Wiesel was born Mary Renate Erster in Vienna, Austria, on January 27, 1931.[4] Her mother, Jetta (Hubel) Erster, chose the name Mary out of a love of Americana.[4] Her father Emil owned a furniture store.[4] She grew up in Vienna. At age seven, her family was forced to flee upon the 1938 Nazi annexation of Austria.[5]
Her family first escaped to Belgium, where she began using the name Marion.[4] While in Belgium, she was active in the Irgun youth movement.[6] She and her family then fled to France, but after France was occupied by the Nazis in 1940, she and her family were interned in the Gurs internment camp, a French concentration camp.[1][4] The family then escaped the internment camp and managed to flee to Marseille, France, where neighbors helped them avoid detection.[4][7] In 1942, they were able to smuggle themselves into Basel, Switzerland, where her mother had a relative with Swiss citizenship, and they lived there until 1949.[5][6][8] A passionate Zionist, she later said: "We didn't have [a state of Israel] in the 1940s when my family needed somewhere to go, and a strong state of Israel is the best guarantee in the world than there will never again be an Auschwitz to consume six million Jews."[8][9]
Wiesel translated 14 of her husband's books from French into English.[4][13] Her 2006 translation of his book Night, based on his Holocaust experiences in the concentration camps at Auschwitz and Buchenwald in 1944–45, sold three million copies after her translation.[4] She also advised and coached her husband on his public appearances, including his frequent TV interviews.[4]
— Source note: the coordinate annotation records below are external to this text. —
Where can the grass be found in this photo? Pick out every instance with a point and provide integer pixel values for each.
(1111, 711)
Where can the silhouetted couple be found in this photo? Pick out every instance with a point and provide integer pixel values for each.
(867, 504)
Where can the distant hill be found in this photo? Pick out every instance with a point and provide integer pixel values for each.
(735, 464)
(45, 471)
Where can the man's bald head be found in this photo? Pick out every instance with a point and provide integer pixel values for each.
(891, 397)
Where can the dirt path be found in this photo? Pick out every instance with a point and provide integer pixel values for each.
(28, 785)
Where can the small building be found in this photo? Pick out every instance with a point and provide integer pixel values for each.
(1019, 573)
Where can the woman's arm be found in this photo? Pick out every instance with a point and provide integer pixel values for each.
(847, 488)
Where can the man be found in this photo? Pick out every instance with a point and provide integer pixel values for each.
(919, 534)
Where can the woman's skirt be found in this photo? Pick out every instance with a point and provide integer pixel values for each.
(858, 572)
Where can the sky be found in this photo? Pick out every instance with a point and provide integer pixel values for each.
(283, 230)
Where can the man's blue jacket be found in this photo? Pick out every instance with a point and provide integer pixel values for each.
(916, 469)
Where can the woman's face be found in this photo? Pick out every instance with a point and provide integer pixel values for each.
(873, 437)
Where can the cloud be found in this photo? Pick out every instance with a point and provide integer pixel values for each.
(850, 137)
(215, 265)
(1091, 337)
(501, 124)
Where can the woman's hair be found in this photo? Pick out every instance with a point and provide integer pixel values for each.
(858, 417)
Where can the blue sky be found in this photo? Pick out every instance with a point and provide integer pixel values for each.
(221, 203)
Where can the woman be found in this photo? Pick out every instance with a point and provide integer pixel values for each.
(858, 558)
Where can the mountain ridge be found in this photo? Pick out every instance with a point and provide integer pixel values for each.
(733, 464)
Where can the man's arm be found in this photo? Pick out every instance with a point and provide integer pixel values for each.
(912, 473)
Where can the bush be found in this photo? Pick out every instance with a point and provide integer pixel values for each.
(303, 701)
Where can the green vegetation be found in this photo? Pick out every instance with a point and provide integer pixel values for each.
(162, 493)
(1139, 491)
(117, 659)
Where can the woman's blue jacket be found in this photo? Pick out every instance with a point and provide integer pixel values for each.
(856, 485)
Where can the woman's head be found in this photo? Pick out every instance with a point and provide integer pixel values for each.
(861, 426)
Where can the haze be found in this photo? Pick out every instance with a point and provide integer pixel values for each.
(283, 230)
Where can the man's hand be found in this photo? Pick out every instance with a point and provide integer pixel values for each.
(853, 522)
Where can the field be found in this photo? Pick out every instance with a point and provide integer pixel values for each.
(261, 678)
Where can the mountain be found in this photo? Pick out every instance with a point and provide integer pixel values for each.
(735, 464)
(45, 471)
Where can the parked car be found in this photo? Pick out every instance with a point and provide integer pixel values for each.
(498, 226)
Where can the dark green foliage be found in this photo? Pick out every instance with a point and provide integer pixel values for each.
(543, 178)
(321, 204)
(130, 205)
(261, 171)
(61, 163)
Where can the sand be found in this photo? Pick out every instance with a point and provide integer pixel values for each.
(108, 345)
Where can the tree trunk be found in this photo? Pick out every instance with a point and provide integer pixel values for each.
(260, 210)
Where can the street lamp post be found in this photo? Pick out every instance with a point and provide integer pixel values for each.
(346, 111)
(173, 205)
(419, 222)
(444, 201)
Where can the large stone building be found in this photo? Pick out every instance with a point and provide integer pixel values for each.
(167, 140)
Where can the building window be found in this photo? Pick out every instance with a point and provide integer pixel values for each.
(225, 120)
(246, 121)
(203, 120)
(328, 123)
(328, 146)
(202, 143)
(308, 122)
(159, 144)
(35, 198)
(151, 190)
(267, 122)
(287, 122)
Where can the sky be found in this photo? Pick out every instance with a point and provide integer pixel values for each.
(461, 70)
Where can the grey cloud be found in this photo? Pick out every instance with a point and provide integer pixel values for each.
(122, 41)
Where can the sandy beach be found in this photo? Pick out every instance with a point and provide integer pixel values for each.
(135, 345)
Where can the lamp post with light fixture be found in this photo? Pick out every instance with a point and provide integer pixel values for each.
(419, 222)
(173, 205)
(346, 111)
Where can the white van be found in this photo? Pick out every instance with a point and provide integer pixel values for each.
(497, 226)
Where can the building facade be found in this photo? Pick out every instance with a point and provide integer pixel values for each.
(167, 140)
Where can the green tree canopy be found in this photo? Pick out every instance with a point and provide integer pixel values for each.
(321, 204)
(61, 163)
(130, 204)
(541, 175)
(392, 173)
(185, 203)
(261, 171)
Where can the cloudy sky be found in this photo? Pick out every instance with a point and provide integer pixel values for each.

In 1986, the Wiesels used the money from Elie's Nobel Peace Prize that year to establish the Elie Wiesel Foundation for Humanity, which combats discrimination and injustice, promotes international dialogue, and teaches children to not be indifferent to the suffering of others.[1][4][15] The Foundation became her full-time job, and she served as its Vice President.[18][19]
As its Executive Director and Chairperson, she headed the Beit Tzipora Centers (named for Elie Wiesel's younger sister Tzipora, who was murdered at seven years of age in Auschwitz) in Israel, as part of the Foundation's work.[8] They provide schooling and support to over 1,000 Israeli Jewish children of Ethiopian origin every year who have faced challenges integrating into Israeli society.[1][4][7]
Personal life
In the late 1950s, she married F. Peter Rose, a real estate businessman who was her first husband.[4][6] The two of them had a daughter, Jennifer.[4] The marriage later fell apart.[4]
In the late-1960s, when she was known as Marion Erster Rose, she met Romanian-born American writer, professor, political activist, and fellow Holocaust survivorElie Wiesel at a dinner party in Manhattan, in New York City.[4][6][13] At the time, she was the mother of a young daughter and in the process of getting a divorce.[20][13] She was fluent in five languages.[13] Elie Wiesel wrote in his memoirs: "I wasn't sure what I found most striking about her. The delicacy of her features, the brilliance of her words, or the breadth of her knowledge of art, music and the theater."[6] On their first date, they discussed French literature.[4]
They married on April 2, 1969, in the Old City of Jerusalem in East Jerusalem.[20] Author Joseph Berger wrote in the biography Elie Wiesel: Confronting the Silence (2023): "In the alignment of stars that helped make Wiesel the international icon he became, his marriage to Marion was among the most significant."[4] They lived on the Upper West Side of Manhattan and spoke French at home.[21][22]
On June 6, 1972, she gave birth to their son, Shlomo Elisha Wiesel (who goes by his middle name Elisha), naming him Shlomo after his paternal grandfather who was murdered in Buchenwald during the Holocaust, and Elisha meaning "God is salvation."[13][17][23] Elie Wiesel wrote that their son's birth "will mark my existence forever. The little fellow in the arms of his mother will illuminate our life."[6]
In 2001, President Bill Clinton presented her with the Presidential Citizens Medal.[15] The medal is awarded by a President of the United States in recognition of U.S. citizens who have performed exemplary deeds of service for the nation.[28] As he handed her the medal, President Clinton said that he was awarding it to her for her "mission of hope against hate, of life against death, of good over evil", and noted that out of her experience of the Holocaust, she "summoned the courage to commit her life to teaching others, especially children, about the human cost of hatred, intolerance, and racism."[1]